Se réconcilier avec soi-même
A force de rencontrer des drag queens, une évidence apparaît. La drag queen est à la fois un personnage sans en être un. Ce serait plutôt une extension de soi. Il permet en tout cas à Julien, alias Freezia, d'exprimer et d'assumer une partie de lui. Ce haut-saônois, vendeur à Besançon, s’est lancé il y a quelques semaines. « J'adore faire ressortir ma féminité depuis que je suis gamin ». Il a commencé à le faire lors des carnavals et a essuyé quelques moqueries au collège. Mais il ne souhaite pas s’étendre sur le sujet. « Cela m’a permis d’être plus fort. Je me sens beaucoup plus libéré que quand je suis en drag et j’ai plus confiance en moi », témoigne-t-il.

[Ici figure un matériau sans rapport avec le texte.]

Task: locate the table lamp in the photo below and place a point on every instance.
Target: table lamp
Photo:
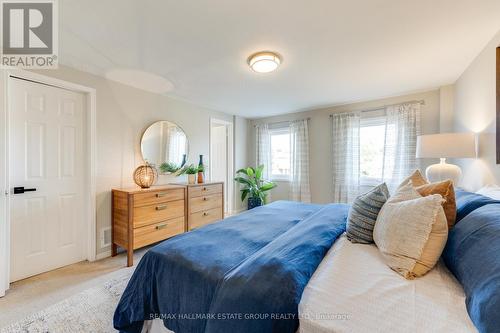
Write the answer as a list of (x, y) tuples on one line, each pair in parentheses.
[(443, 146)]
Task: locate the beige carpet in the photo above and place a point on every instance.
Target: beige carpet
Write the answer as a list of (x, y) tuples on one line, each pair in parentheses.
[(37, 294), (89, 311)]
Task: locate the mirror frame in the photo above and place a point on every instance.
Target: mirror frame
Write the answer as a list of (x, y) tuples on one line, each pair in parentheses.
[(142, 137)]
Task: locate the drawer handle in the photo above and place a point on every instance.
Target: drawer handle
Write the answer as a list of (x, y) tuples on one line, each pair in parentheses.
[(161, 226)]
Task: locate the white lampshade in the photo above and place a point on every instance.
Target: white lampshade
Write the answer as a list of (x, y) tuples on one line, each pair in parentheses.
[(447, 145)]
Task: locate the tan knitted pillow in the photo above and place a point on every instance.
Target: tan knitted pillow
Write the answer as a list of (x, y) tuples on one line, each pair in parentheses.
[(411, 232), (446, 190), (416, 178)]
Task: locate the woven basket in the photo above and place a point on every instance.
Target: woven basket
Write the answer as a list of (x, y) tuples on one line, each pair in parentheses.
[(145, 175)]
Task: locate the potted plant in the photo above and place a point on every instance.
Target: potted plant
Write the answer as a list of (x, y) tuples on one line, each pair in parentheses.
[(254, 186), (190, 170), (169, 168)]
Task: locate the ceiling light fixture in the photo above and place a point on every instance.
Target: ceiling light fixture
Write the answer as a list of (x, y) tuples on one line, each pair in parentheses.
[(264, 62)]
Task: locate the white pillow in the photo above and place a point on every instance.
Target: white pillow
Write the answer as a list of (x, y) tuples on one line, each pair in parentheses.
[(492, 191)]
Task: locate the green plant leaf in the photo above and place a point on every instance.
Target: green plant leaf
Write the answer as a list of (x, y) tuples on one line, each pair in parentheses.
[(244, 181), (244, 194)]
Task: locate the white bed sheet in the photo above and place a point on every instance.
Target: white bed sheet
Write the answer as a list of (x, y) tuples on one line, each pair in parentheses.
[(354, 291)]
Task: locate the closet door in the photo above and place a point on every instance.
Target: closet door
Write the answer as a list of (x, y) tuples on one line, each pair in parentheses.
[(47, 175)]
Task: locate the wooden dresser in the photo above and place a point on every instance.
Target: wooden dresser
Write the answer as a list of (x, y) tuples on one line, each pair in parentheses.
[(205, 204), (146, 216)]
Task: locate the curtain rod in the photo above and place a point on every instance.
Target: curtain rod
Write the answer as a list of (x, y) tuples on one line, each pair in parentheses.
[(421, 102), (283, 122)]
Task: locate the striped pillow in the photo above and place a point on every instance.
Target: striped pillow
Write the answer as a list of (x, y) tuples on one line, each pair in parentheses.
[(363, 214)]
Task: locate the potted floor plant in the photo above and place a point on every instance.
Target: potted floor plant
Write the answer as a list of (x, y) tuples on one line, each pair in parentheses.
[(254, 186)]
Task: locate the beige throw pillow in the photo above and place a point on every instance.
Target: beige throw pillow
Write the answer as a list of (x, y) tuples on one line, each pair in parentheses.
[(411, 232), (416, 178)]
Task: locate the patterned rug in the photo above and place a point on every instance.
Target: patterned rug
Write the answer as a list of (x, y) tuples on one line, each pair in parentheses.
[(89, 311)]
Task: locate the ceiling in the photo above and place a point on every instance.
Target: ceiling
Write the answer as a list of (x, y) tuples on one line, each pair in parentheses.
[(334, 52)]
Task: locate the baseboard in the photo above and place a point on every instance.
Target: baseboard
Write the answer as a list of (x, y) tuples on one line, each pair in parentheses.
[(102, 255)]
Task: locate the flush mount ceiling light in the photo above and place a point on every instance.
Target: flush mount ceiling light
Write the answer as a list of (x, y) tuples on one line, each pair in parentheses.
[(264, 62)]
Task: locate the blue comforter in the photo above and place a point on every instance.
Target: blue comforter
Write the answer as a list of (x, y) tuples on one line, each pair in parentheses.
[(243, 274)]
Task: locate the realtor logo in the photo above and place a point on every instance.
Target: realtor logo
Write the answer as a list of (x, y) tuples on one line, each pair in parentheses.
[(29, 34)]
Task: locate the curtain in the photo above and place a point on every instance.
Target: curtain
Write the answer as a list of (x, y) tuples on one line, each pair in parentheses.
[(299, 160), (263, 152), (403, 127), (345, 138), (263, 149)]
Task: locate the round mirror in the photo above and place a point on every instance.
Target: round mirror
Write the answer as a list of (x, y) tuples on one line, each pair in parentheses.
[(165, 145)]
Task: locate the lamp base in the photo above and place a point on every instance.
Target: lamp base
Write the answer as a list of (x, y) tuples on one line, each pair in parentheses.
[(444, 171)]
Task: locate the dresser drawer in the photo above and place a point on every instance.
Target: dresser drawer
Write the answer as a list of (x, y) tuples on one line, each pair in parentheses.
[(205, 202), (202, 218), (162, 211), (151, 198), (156, 232), (197, 191)]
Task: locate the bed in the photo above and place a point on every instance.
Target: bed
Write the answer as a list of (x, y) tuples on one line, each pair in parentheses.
[(293, 260), (243, 274)]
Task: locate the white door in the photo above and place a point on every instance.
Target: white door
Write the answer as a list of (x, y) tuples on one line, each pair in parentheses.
[(221, 158), (47, 150)]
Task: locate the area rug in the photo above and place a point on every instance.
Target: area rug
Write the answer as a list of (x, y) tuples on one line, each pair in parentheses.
[(89, 311)]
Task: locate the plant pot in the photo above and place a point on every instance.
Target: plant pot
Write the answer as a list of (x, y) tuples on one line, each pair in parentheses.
[(254, 202)]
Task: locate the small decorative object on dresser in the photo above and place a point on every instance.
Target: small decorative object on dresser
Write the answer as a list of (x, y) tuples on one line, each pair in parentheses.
[(146, 216), (192, 171), (205, 204), (145, 175)]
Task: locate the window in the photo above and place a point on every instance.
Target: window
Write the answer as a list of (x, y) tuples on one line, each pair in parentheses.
[(373, 148), (280, 154)]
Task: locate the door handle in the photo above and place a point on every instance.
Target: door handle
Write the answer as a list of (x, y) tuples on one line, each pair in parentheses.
[(21, 190)]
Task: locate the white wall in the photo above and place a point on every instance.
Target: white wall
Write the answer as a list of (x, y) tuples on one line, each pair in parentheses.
[(123, 113), (320, 139), (475, 111)]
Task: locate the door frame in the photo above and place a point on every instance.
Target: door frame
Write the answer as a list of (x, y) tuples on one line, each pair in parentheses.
[(230, 158), (90, 188)]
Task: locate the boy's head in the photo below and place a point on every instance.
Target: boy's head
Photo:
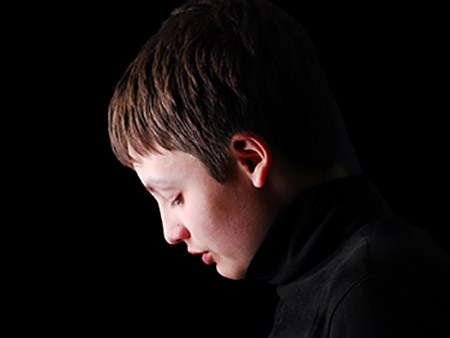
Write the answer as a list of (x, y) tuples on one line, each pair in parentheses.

Pour Charline, alias Joli Roger, le drag a aussi un effet thérapeutique. Cette bijoutière bisontine de 28 ans est une drag king, le pendant des drag queens. Sur scène, elle adopte donc des codes masculins. Un plaisir libérateur. « Cela me permet de me réapproprier tous les reproches qu'on n'a pu me faire : t’es trop ci, t’es trop ça, t'es trop masculine », explique-t-elle. « Joli Roger, c'est un pan hyper exacerbé de ma personne et notamment des parties de moi que je n'aime pas », décrypte-t-elle. « Si vous ne vous aimez pas vous-mêmes, comment pouvez-vous aimer les autres », lance Ru Paul à la fin de chacune de ses émissions. Le drag est aussi une façon pour ces jeunes de se réconcilier soi-même.
Un public qui s'élargit
Ce soir, Joli Roger se produira pour la première fois sur scène. Le stress est palpable. Ses parents ont fait le déplacement. Son père nous confie avoir un peu hésité. Ils ont vu leur fille regarder le concours télévisé pendant des années. « C’est un autre milieu », lâche-t-il avec le sourire. « Mais je suis venu pour ma fille, pour la soutenir ».
Et ils n’étaient pas seuls. En tout, une centaine de personnes – des jeunes de toutes les sexualités, à s’engouffrer dans le sous-sol de la Scops, ce local autogéré où l’espace friperie s’est transformé en fosse. Les performances s’enchainent. A travers des shows tantôt pop, tantôt théâtrales, humoristiques, aussi, parfois, les drag queens extériorisent, affirment leur identité. En face, le public joue le jeu, les acclame, les encourage. L’amour se transmet dans les deux sens. C’est aussi ça le drag : faire du bien sur scène, et au-delà.